Burnout can suck all of the energy out of life. However, looking for temporary relief can cost you your job. Below, you’ll find a list of eight harmful behaviors that are typical of burned-out people and suggestions on what to do instead. 

Short-term solutions can be hard to resist when exhausted, so it’s worth checking in with yourself periodically to ensure that you stay clear of them.


1. Don’t avoid your manager. 

Burned-out individuals tend to procrastinate for hours or even days when responding to emails and phone calls, as they are scared of confrontation. 

Although it feels good in the moment, it’s detrimental to your future in the company. Teammates and bosses can certainly “forgive” a delay, but only if it was previously announced and a proper plan was implemented. 

Mistakes will ultimately come to light, so you’ll be better off proposing a solution before things escalate. This will save you from a challenging discussion about poor-quality work and terrible teamwork later on. 

Warning: If you can’t hold a conversation due to severe anxiety or panic attacks, consider seeing a doctor immediately, as you may require medical attention.


2. Don’t blame your boss for everything.


Although there are no ideal supervisors, they are rarely responsible for every work crisis. 

Even if they cause issues for you, you probably contribute to the problem as well. 

Perhaps this stems from disregarding them, failing to establish clear boundaries, or letting your personal preferences influence the quality of work. It can be challenging to own up to our mistakes, but realizing them will give you ideas for constructive resolution. 

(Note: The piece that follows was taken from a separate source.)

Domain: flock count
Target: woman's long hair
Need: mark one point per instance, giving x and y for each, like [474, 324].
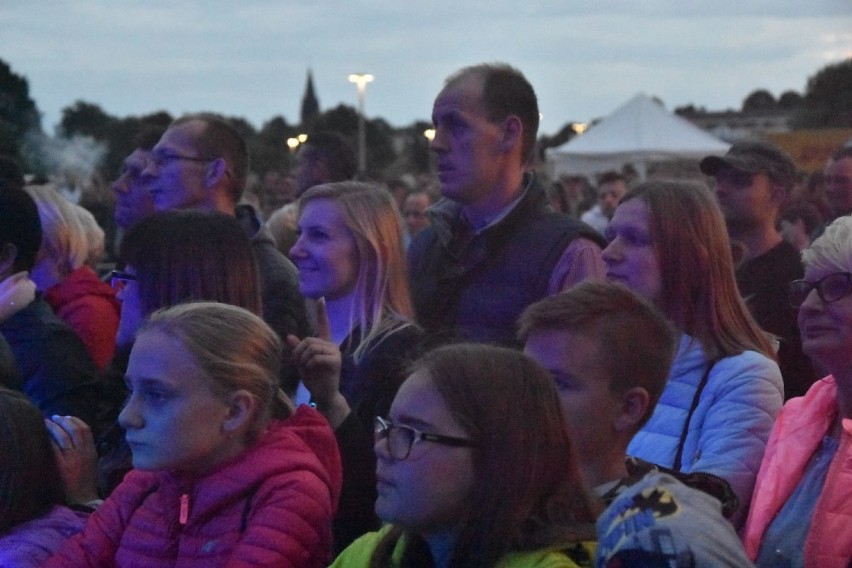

Warning: If you’re being harassed at work, don’t try to look for your errors. Instead, seek professional help.


3. Don’t isolate yourself from friends and family.


Typically, burned-out people can’t stand unwanted advice, constant inquiries about their well-being, and cheerful conversations that feel meaningless. After a full day at the office, they’re done putting on a brave face, so being alone appears to be the only way to have peace.

Although some “me time” may be necessary, prolonged solitude can be destructive when problems become unbearable, as you lose perspective on their place in your life. 

Therefore, try to keep company. 

Don’t leave your loved ones in the dark; in fact, they may respect your wishes for quiet time when they know why you need it. If holding a conversation feels too taxing, try to watch a movie or play a game together.


4. Don’t send emails that you may regret later.


Exhausted people have barely any patience and tolerance for others. They become short-tempered and easily provoked to make passive-aggressive remarks. If put in writing, such comments may end a career.

Anxiety and difficulty concentrating probably make you read your emails multiple times before sending them. However, I encourage you to review not the spelling, but the voice of the message. 

It’s best to be polite and avoid dry humor or questionable jokes to stay safe. 


5. Don’t sacrifice sleep for artificial relaxation.


Many avoid the bedroom because they associate it with nightmares or insomnia. Unwilling to be alone with their thoughts, they end up watching movies or working late until they fall asleep on the couch.

Although going to bed may seem like torture, avoiding it doesn’t work, as the lack of rest will significantly decrease your well-being and ability to perform well at work. 

If falling asleep is difficult, lying down with your eyes closed is better than staying up. When the silence becomes unbearable, try to listen to an audiobook or cuddle up and chat with your life partner. Giving your body and mind some downtime offscreen will help restore your strength.


6. Don’t allow yourself to have “just one more drink.”


It may sound like a good idea to have a tasty cocktail, but giving in to temptation is dangerous. Stressed people become drunk much more quickly, so it’s easy to have one too many, embarrass yourself in front of colleagues, or have an accident on the way home. 

While drinking alone, a glass of wine can turn into a whole bottle, which may leave you underperforming the following day or even caught in the office under the influence.

Instead of self-medicating with alcohol, seek advice from a doctor, who may propose an appropriate prescription.

7. Don’t take your gloomy thoughts as truth.


When experiencing burnout, you’re flooded by intense emotions ranging from anger at yourself to desperation. Additionally, mood swings and helplessness lead to poor-quality results and ineffective communication that can become grounds for being fired. 

Recognize that your pessimistic thoughts and feelings are a product of burnout. As a result, they’re not objective. Instead of concentrating on them, look for realistic solutions to help fix the issue that causes them.


8. Don’t start a new job immediately.


Even if horrible working conditions are the only reason for your exhaustion, running away will not cure your burnout. Perhaps you became paranoid, short-tempered, or resentful toward authority figures. 

If left unresolved, you’ll bring those feelings and resentments to the new workplace, making it significantly harder to start the new job successfully. Accordingly, take at least two weeks off before joining the new office. Use the time to determine what caused your burnout and leave the chapter behind.


Applying these suggestions will help you stay employed and give you ample time to plan for your recovery.